The Game of Their Lives
Una delle pagine più clamorose della storia del calcio viene scritta il 29 giugno 1950, a Belo Horizonte. Di fronte la grande Inghilterra di Mortensen, Finney, Mannion e i dilettanti statunitensi. Una partita che sulla carta non dovrebbe avere sorprese, diretta dall’italiano Dattilo. Addirittura i bookmakers inglesi danno la vittoria degli USA 500 a 1. Insomma, risultato scontato. Ma non andò così, come vedremo… Borghi fu bombardato dagli attaccanti britannici già dai primi minuti. Mortensen calciò subito a rete poco dopo il via, trovando l’opposizione del portiere italo-americano. Nei primi 12 minuti l’Inghilterra tirò in porta 6 volte, colpendo 2 pali e una traversa ma senza riuscire a violare il fortino USA. La sensazione nell’aria era quella di una goleada solo rimandata. Inutile sottolineare l’approccio puramente difensivo degli uomini di Lyons, schiacciati dall’esperta retroguardia inglese. Tuttavia, agli americani non mancava lo spirito combattivo. Furono immeritatamente premiati al 38° minuto: l’insegnante di educazione fisica Walter Bahr calciò in porta da fuori area, il portiere Williams si mosse verso la sfera ma fu anticipato dal tuffo di testa del lavapiatti Joe Gaetjens. Inghilterra 0, Stati Uniti 1. Clamoroso.
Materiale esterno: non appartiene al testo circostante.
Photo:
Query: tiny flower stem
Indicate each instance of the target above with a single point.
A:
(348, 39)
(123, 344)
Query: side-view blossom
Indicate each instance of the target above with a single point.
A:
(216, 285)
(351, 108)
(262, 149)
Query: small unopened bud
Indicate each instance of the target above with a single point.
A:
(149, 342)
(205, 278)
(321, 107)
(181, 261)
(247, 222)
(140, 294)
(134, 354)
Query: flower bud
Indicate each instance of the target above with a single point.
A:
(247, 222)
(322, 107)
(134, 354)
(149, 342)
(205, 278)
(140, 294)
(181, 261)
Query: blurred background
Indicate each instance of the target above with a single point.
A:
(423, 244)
Dopo l’intervallo gli USA sfiorarono addirittura il raddoppio. Poi, man mano che il tempo cominciò a stringere, il match si fece più fisico. Gli americani si fecero notare anche per alcuni “placcaggi” di stampo rugbistico. Borghi neutralizzò due pericolosi calci di punizione e salvò sulla linea un colpo di testa di Mullen. L’impressionante statistica dei tiri in porta fu di 20 a 2. Il portiere di St. Louis disputò, come i suoi compagni, la “Partita della Vita“. Una partita che vide un epilogo storico: gli inventori del football erano stati sconfitti dagli amatori americani. Incredibile.
Eroe tra gli eroi
Al fischio finale gli statunitensi festeggiarono increduli, come i visi degli sconfitti che non si capacitavano dell’accaduto. Lo stesso Borghi rievocò, anni dopo, la sportività e la cordialità degli inglesi all’aeroporto di Rio dopo la gara. Vale la pena ripercorrere la formazione di quella squadra, che quel lontano giorno impartì una lezione indimenticabile agli inglesi: Borghi, Bahr, Maca, Keough, Ed Souza, Wallace, McIlvenny, Gaetjens, Colombo, John Souza, Pariani. La magia di quella giornata non ebbe seguito, con la sconfitta nell’ultima gara contro il Cile. Un’irriconoscibile Inghilterra, segnata dai fatti, perse anche la terza partita e tornò anch’essa a casa. La squadra degli eroi fu inserita in blocco nella U.S. Soccer Hall of Fame nel 1976. Borghi collezionò in tutto 9 presenze con la Nazionale, partecipando anche alle sfortunate qualificazioni mondiali del 1954. Lasciato il calcio, Frank divenne direttore di un’agenzia funebre operante nell’area di St. Louis, fino al 2003. Nel 2005 vide Gerard Butler interpretare il suo personaggio nel film “The Game of Their Lives“, di David Anspaugh, che ripercorre quella storica vittoria. E’ scomparso nella sua città natale il 2 febbraio 2015, due mesi prima di compiere 90 anni.